Joseph Roth è uno di quegli autori che non si può proprio associare a un Paese preciso, non al giorno d'oggi. Nato a Brody, piccolo paese attualmente parte dell'Ucraina, è considerato in verità uno scrittore austriaco, scrisse in tedesco, ed è connotato in particolare per la sua appartenenza al gruppo degli ebrei galiziani, una comunità piuttosto numerosa all'inizio del '900 (e rappresentata anche nel romanzo protagonista di questo post). Insomma, un uomo che si può definire solo austro-ungarico e che di quest'appartenenza fa proprio il suo marchio di fabbrica, perché è conosciuto come il narratore della decadenza e della fine dell'Impero.

"La cripta dei Cappuccini" è il secondo capitolo di una breve serie composta da due romanzi e un racconto, che hanno in comune la descrizione delle vicende della famiglia Trotta. Nella prima parte, intitolata "La marcia di Radetzky", si narra di un ramo eroico della famiglia e della sua lenta decadenza; in questo secondo capitolo, che si può leggere tranquillamente in modo indipendente, l'autore segue le vicende dell'altro ramo genealogico, ancora una volta focalizzandosi sul suo disfacimento. La Cripta dei Cappuccini che dà il titolo al romanzo esiste davvero e altro non è che la cripta della chiesa di S. Maria degli Angeli a Vienna, dove tradizionalmente venivano seppelliti i membri della famiglia imperiale. Qui si possono ancora oggi visitare le tombe di molti personaggi famosi e sebbene nel romanzo appaia solo verso la fine rappresenta per il lettore un simbolo, una metafora del tempo corrente: il vecchio sistema è morto e giace qui, sepolto, per sempre. Il mondo là fuori è cambiato e non c'è più spazio per gli imperatori. Quindi il mood del libro dovrebbe a ben vedere essere questo:


Devo dire che Roth è bravissimo a farcela sentire, quest'allegria straripante.

La vicenda parte all'inizio del XX secolo, alle porte della Prima Guerra Mondiale.
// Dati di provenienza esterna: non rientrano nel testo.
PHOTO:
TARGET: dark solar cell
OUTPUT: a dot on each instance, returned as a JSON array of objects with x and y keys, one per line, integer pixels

Protagonista è il giovane Francesco Ferdinando Trotta, unico erede di una casata ricca ma non grandemente nobiliare, che vive tra i lussi dei caffè di Vienna e i salotti della nobiltà annoiata a cui si accompagna. Trotta non ha un'occupazione, non ha mai dovuto fare alcun lavoro né mai dovrà preoccuparsene, perché sua madre un giorno gli lascerà in eredità una notevole somma di denaro e di proprietà immobiliari amministrate dal legale di famiglia. Quindi si tiene occupato con i mezzi del tempo: le uscite con gli amici, le notti a bere nei locali fino a tardi, il collezionismo di oggetti curiosi di carattere popolare e un amore più o meno inconfessato e sicuramente superficiale per la giovane Elisabeth.
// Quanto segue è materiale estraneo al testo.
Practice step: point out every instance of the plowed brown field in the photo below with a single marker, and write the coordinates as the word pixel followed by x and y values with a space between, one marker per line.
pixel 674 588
Sono giovani annoiati e senza sogni, senza ideali, quelli della decadenza asburgica, incarnazioni perfette di quel disagio chiamato spirito di fin de siècle. E come tali, allo scoppio della grande guerra, si precipitano al fronte, pronti nella loro fantasia a gesta di chissà quale eroismo. Molti di loro dal fronte non torneranno e chi invece farà ritorno a casa troverà un mondo che più non appartiene loro, cambiato per sempre.
Roth non si dilunga nella descrizione della guerra. Trotta viene fatto quasi subito prigioniero e da lì in poi se la caverà facendo amicizia con ufficiali russi che avranno per lui un occhio di riguardo. Trotta è una persona fondamentalmente innocua, dal carattere aperto e amichevole, e con tutti i suoi difetti non si sente mai superiore agli esponenti del popolo lavoratore di cui non fa parte; gli piace anzi, con quell'atteggiamento sciocco che a volte hanno i ricchi, immergersi tra loro, cercare di farseli amici e di assomigliare loro, quasi fosse un atto trasgressivo e stimolante. Potremmo anche dire che Trotta, nel male, è ben fortunato.
Fatto sta che nel tornare a Vienna, a guerra ormai finita, trova la sua vita stravolta.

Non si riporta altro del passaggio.